# J2EE Struts - Database connection failed - Hilfe?:(



## pat270881 (2. Nov 2005)

Hallo,

Ich habe eine kleine Web-Anwendung mit Struts entwickelt und sie funktioniert auch einwandfrei. Dann habe ich versucht eine Datenbankanbindung hinzuzufügen bzw. arbeite ich jetzt daran schon gute 1,5 Tage und bekomme das mit der Datenbank einfach nicht hin.

Ich habe mir den MySQL server 5.0 runtergeladen und installiert und weiters einen jdbc treiber mysq-connector-java-3.1.11.zip runtergeladen und ins MySQL Server 5.0 Verzeichnis entpackt.

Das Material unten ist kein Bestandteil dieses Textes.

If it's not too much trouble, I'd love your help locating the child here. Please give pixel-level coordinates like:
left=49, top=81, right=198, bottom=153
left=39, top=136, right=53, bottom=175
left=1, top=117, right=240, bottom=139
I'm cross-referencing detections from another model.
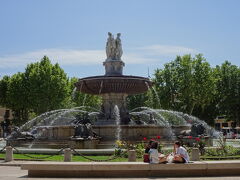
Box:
left=143, top=140, right=153, bottom=163
left=173, top=141, right=189, bottom=163
left=148, top=141, right=159, bottom=164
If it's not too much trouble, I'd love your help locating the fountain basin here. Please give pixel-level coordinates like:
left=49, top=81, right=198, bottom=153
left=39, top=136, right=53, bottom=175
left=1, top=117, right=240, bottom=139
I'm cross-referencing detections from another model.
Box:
left=75, top=75, right=152, bottom=95
left=8, top=125, right=190, bottom=149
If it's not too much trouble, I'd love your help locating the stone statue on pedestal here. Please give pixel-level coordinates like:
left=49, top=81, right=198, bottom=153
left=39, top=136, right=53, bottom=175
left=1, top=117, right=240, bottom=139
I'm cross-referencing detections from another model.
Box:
left=106, top=32, right=123, bottom=60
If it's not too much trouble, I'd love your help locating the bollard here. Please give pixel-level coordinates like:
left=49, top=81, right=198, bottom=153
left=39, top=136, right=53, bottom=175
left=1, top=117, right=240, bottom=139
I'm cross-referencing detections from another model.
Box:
left=191, top=148, right=200, bottom=161
left=128, top=150, right=136, bottom=162
left=5, top=146, right=13, bottom=162
left=64, top=148, right=72, bottom=162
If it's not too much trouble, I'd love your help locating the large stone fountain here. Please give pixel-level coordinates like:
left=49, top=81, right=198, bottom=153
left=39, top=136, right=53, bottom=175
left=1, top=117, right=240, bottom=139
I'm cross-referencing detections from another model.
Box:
left=75, top=32, right=189, bottom=141
left=75, top=33, right=152, bottom=125
left=8, top=33, right=213, bottom=148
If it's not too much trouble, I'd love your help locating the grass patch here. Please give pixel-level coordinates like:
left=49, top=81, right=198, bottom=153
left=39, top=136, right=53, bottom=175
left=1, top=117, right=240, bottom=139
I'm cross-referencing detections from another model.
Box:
left=200, top=155, right=240, bottom=160
left=0, top=153, right=142, bottom=162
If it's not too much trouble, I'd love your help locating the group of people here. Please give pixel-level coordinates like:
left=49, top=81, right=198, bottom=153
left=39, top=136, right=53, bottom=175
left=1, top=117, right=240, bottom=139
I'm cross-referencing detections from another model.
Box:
left=144, top=140, right=189, bottom=164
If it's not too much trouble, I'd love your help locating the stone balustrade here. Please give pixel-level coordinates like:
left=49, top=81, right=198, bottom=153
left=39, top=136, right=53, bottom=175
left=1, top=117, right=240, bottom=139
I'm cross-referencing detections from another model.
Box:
left=21, top=161, right=240, bottom=177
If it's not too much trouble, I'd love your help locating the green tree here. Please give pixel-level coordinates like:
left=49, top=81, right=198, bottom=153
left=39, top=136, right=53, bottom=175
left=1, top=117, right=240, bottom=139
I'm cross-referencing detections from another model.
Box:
left=6, top=73, right=30, bottom=125
left=25, top=56, right=69, bottom=115
left=0, top=76, right=10, bottom=107
left=154, top=54, right=215, bottom=118
left=215, top=61, right=240, bottom=124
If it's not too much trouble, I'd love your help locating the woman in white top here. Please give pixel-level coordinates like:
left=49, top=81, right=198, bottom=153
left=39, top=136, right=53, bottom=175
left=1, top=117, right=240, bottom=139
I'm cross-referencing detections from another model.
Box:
left=148, top=141, right=159, bottom=164
left=173, top=141, right=189, bottom=163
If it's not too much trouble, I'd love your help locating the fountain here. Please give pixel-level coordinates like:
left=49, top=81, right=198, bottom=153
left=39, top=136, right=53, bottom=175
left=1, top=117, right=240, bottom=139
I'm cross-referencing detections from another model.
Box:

Weiters habe ich unter Systemsteuerung - Systemvariablen bei der Variable CLASSPATH den gesamten Pfad -> C:\Programme\MySQL\MySQL Server 5.0\mysql-connector-java-3.1.11\mysql-connector-java-3.1.11-bin.jar angegeben.

Dann habe ich den SQL Server 5.0 mit mysqld --console von der command line gestartet.

Weiters habe ich bei meinem Struts-Web-Projekt in Eclipse unter Project-Properties-Java Build Path - Libraries - Add External JARs ebenalls die mysql-connector-java.3.1.11-bin.jar hinzugefügt.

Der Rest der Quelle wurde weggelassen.